This seemed like an insurmountable plateau when I first started on this writing journey. Reaching 100 felt like a stretch let alone 1000. Four and a half years later, here I am.
Almost every morning I wake up and write something. Sometimes it is very purposeful, with a topic or issue that I know is going to be read by lots of people. Other times, it is something that pops into my mind as I sit down to start writing, first cup of coffee in hand and ready to go. It generally takes me an hour or so to craft whatever thoughts I have and release them out into the world with one post on Facebook and one on Twitter. What happens next is always interesting to watch.
As a municipal politician (2010-2013), there were a number of times when posts about controversial subjects - the philosophy of putting the arena in the city centre or the bridge that was once proposed to traverse the Snye - that not only attracted hundreds of readers, but media attention as well. The blog, or the ideas, information or perspective that it contained, became the story.
Once in a while, a blog post became my therapy, my way of working through feelings, frustrations, or circumstances that were beyond my control. Behind short essays on leadership, integrity and various other subject were rivers of inspiration drawn from the professional and personal aspects of my life. Invariably, what I wrote about resonated with others and circumstances that they were going through in their lives.
The Middle Age Bulge blog has become a living and public journal, a compendium of anecdotes and ideas.
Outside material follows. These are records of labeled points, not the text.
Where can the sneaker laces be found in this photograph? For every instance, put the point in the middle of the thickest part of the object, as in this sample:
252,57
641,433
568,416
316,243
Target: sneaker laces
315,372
It is an incredibly useful resource when I'm looking back trying to remember things. I dive into the archive of posts at least once a week to find a name, remember a story, or grab details from some distant memory that are nicely chronicled in a series of words and pictures.
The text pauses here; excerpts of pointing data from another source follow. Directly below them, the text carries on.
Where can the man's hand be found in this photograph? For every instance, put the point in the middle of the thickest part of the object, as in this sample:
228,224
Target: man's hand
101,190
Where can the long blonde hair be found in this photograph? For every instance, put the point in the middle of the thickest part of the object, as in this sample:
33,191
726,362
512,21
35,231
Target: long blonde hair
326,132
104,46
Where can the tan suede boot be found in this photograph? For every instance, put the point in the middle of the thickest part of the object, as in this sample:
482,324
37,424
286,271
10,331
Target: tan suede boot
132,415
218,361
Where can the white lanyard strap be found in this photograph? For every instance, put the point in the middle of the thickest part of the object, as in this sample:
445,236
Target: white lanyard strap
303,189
The public record was once thought to be the exclusive purview of newspapers, but no more. The Internet is where people to go to find out what happened, to stitch together bits of data and images to understand and engage with the history of things. By way of example, I went looking for images for a blog post I wrote yesterday and entered Burrard Landing public art in the Google search bar. Three of the top 10 image search results are photos that I took and published in a blog post.
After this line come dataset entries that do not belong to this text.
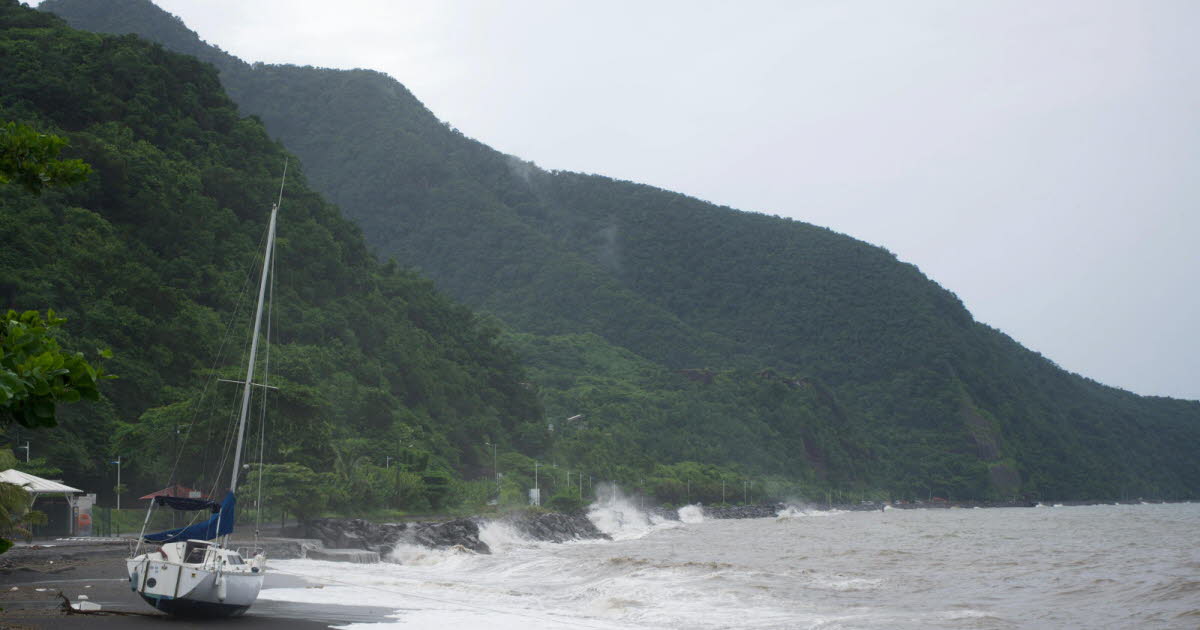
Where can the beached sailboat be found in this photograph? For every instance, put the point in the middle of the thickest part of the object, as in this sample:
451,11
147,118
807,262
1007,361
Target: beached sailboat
195,574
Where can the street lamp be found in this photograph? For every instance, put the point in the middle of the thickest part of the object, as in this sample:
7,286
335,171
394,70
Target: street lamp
537,491
496,469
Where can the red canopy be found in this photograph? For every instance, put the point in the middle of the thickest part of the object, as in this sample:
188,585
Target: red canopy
178,490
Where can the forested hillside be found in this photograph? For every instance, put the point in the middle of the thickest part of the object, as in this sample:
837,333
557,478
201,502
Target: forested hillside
684,331
153,258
There were several surprises among the thousand posts, stories that inexplicably caught fire and took off. The post written in the smouldering aftermath of the Slave Lake fire (Slave Lake is Burning) was the first example, and for a long time was my most read post. That distinction ended up eventually residing with a benign post about the television series The Big Bang Theory, thanks to several pictures that showed up high in the search rankings for a time. But, the post that beats them all, is a post I wish I didn't have to write about The Legend o Dr. K.P. Wong. Owing to his incredible legacy, it has been read by well over 10,000 people.
In committing to a daily practice of writing the Middle Age Bulge blog, I've strengthened my writing muscle, grown my communication skills, and established a solid beach head from which to share stories, passions, ideas, and myriad other things that matter to me and sometimes matter to others.
My deepest appreciation goes to the readers for stopping by from time to time. Without you, this would be a very different exercise.